Similarly, TIRR opened a pediatric rehabilitation unit this past December after identifying a strong need for those services both within the Greater Houston community and nationally.
Moving forward, Abbott said that TIRR Memorial Hermann is continuing its focus on innovation and breakthroughs in rehabilitation—identifying ways in which they can fill gaps but also continue to excel in patient care and outcomes.

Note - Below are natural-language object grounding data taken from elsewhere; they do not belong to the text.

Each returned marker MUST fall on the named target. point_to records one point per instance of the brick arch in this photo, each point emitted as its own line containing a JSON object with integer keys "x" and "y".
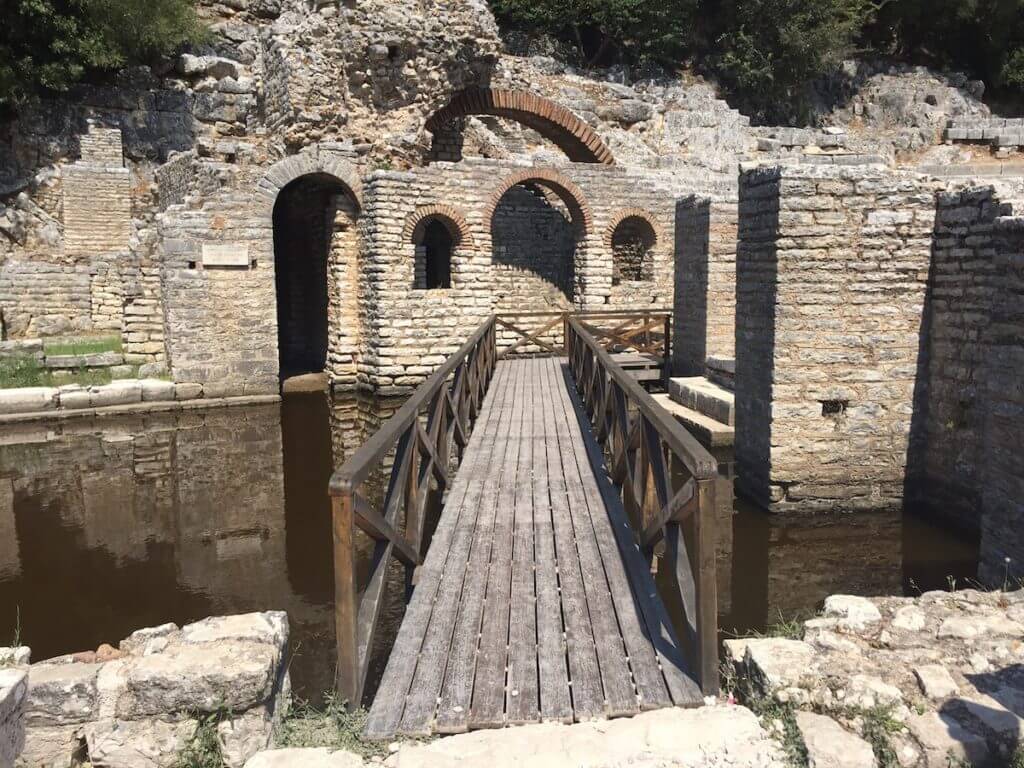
{"x": 629, "y": 213}
{"x": 307, "y": 163}
{"x": 566, "y": 189}
{"x": 452, "y": 217}
{"x": 580, "y": 142}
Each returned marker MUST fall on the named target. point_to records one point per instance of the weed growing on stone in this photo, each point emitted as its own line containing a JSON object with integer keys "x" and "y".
{"x": 332, "y": 726}
{"x": 22, "y": 371}
{"x": 203, "y": 750}
{"x": 879, "y": 725}
{"x": 83, "y": 345}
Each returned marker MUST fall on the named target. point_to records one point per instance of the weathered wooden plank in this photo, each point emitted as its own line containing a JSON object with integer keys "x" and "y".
{"x": 457, "y": 690}
{"x": 555, "y": 697}
{"x": 487, "y": 709}
{"x": 620, "y": 694}
{"x": 389, "y": 702}
{"x": 422, "y": 704}
{"x": 521, "y": 704}
{"x": 650, "y": 684}
{"x": 677, "y": 673}
{"x": 585, "y": 674}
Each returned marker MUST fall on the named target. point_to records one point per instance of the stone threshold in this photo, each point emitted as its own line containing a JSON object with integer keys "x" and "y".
{"x": 152, "y": 407}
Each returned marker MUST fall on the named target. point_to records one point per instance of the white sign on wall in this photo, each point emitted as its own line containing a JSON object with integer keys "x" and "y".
{"x": 225, "y": 254}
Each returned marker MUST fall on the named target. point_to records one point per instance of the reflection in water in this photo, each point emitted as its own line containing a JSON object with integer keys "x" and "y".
{"x": 111, "y": 524}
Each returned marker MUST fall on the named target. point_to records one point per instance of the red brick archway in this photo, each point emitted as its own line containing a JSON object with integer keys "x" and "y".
{"x": 580, "y": 142}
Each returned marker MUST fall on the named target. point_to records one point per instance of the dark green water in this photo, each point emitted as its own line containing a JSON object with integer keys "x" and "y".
{"x": 111, "y": 524}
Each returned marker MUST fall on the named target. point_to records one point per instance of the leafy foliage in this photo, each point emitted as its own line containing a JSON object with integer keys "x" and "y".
{"x": 771, "y": 47}
{"x": 606, "y": 30}
{"x": 49, "y": 45}
{"x": 764, "y": 51}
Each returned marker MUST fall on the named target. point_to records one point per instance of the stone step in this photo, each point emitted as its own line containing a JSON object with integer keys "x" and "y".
{"x": 707, "y": 397}
{"x": 711, "y": 433}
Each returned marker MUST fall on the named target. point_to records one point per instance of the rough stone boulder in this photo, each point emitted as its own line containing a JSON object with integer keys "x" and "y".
{"x": 137, "y": 707}
{"x": 942, "y": 675}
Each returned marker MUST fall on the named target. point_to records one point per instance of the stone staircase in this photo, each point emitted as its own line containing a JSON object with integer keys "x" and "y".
{"x": 705, "y": 404}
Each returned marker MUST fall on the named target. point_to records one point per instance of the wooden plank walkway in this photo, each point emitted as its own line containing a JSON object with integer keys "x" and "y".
{"x": 534, "y": 603}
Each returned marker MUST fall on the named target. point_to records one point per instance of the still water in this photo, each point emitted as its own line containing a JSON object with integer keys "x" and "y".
{"x": 111, "y": 524}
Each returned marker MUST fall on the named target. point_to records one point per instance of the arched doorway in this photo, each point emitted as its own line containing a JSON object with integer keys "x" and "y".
{"x": 557, "y": 124}
{"x": 538, "y": 232}
{"x": 314, "y": 252}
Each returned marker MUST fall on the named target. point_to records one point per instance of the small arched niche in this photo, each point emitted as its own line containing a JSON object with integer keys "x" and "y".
{"x": 633, "y": 243}
{"x": 436, "y": 238}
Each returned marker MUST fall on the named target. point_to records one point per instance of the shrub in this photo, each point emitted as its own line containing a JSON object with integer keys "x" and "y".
{"x": 49, "y": 45}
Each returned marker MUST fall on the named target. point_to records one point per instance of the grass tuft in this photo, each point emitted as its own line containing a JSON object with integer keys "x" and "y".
{"x": 332, "y": 726}
{"x": 203, "y": 750}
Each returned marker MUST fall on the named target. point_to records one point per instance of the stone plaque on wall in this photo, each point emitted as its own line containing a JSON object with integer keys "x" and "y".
{"x": 225, "y": 254}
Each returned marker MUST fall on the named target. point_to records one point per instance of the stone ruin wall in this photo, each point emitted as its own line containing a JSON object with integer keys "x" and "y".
{"x": 832, "y": 268}
{"x": 966, "y": 466}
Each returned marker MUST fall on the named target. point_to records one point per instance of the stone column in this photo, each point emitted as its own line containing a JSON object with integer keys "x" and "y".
{"x": 832, "y": 268}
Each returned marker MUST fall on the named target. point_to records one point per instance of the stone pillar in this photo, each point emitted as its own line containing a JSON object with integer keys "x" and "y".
{"x": 832, "y": 268}
{"x": 705, "y": 303}
{"x": 13, "y": 689}
{"x": 1003, "y": 462}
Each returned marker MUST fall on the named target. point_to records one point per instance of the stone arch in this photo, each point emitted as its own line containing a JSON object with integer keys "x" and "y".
{"x": 565, "y": 188}
{"x": 630, "y": 213}
{"x": 580, "y": 142}
{"x": 452, "y": 217}
{"x": 285, "y": 171}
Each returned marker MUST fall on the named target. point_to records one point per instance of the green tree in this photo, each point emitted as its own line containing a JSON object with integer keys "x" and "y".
{"x": 49, "y": 45}
{"x": 768, "y": 49}
{"x": 984, "y": 38}
{"x": 608, "y": 30}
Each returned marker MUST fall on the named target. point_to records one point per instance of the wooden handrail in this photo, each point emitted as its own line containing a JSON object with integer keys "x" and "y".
{"x": 449, "y": 401}
{"x": 665, "y": 477}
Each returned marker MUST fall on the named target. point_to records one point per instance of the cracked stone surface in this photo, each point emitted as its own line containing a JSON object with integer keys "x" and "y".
{"x": 946, "y": 669}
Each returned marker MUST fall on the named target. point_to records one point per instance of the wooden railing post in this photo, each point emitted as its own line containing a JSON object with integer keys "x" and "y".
{"x": 707, "y": 587}
{"x": 347, "y": 677}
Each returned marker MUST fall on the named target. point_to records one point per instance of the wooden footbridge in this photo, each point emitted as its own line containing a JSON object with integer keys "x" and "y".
{"x": 534, "y": 599}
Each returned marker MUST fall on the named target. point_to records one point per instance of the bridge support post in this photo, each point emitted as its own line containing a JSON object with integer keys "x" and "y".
{"x": 707, "y": 588}
{"x": 347, "y": 677}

“Our role is to constantly evaluate the best interventions for patients in rehabilitation and leverage our four pillars—advocacy, research, excellence in clinical care, and education—to further outcomes,” Abbott said. “The outcomes are really what it is all about for our patients, so we are constantly evaluating ways to improve the care we provide every day. We want to leverage research, create evidence-based practices, disseminate those through education and infuse them into our clinical care so that we can have these amazing outcomes—all the while advocating for our patients and any individual with disabilities.”
Abbott said that focus on advocacy continues to drive TIRR Memorial Hermann’s efforts.
“We want to increase access to our level of care and rehabilitation services and break down barriers so that we can empower and enable members of our community to seek the rehabilitation care they need—be it from COVID-19, a stroke, or a traumatic injury,” Abbott said. “It is all part of Memorial Hermann’s vision to create healthier communities, now and for generations to come.”
Ultimately, Abbott added, that is what it is all about.
“I am so proud of our program and everyone who contributes to it, including our patients like Ms. Slovak,” Abbott said. “That is why we recognize National Rehabilitation Awareness Week—we want to celebrate our patients and how far they have come, and give others the opportunity for that progress as well. Their victories are our victories.”